The Swiss bank's profits shrank amid losses on Archegos, while both its main wealth arm and its Swiss private bank suffered net outflows of money.
Zurich-based Credit Suisse's profit in the second quarter dropped to 253 million Swiss francs ($273 million) from 1.16 billion francs a year ago, it said in a statement on Thursday. The result was flattened by 653 million francs of losses on Archegos and a higher tax bill.
An investigation into Archegos led by the bank's board, disclosed in a separate statement on Thursday, found various failings but no criminal wrongdoing. Credit Suisse suffered Wall Street's worst losses, by far – more than $5 billion– from the family office-hedge fund dealings.

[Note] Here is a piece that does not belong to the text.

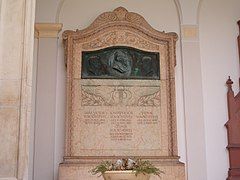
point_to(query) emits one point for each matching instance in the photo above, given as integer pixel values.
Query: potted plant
(126, 169)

In its outlook, Credit Suisse said it expected frenzied financial market activity to level off compared to last year, and that it will continue to throttle risk-taking. The Swiss bank also said it expects to continue to release credit provisions – following 227 million francs in the first two quarters – as the economy improves.
Wealthy Pull Money
Archegos is one of two car crashes at Credit Suisse (the second is its $10.1 billion Greensill fund implosion). Credit Suisse maintained various ties with the insolvent U.K. supply chain finance firm. It has thus far returned just over half the total held in the funds, primarily sold to wealthy clients of its private bank.
Credit Suisse said wealthy clients pulled money in the second quarter: 900 million francs left its Swiss unit due to «a small number of individual cases in the ultra-high net worth and high net worth client segments,» it said. The international arm shed another 300 million francs, mainly in western Europe.
Defections Amid Review
Credit Suisse locked down risk-taking following the blow-ups, which both surfaced publicly in March. The two issues required a $1.9 billion capital infusion from anchor shareholders in April. The bank has reportedly suffered more than 30 defections at its investment bank since the scandals broke.
Chairman António Horta-Osório launched a review of Credit Suisse's risk, culture, and strategy when he arrived 12 weeks ago. Four weeks ago, he cautioned that investors and employees shouldn't expect a quick fix to the Swiss bank's problems.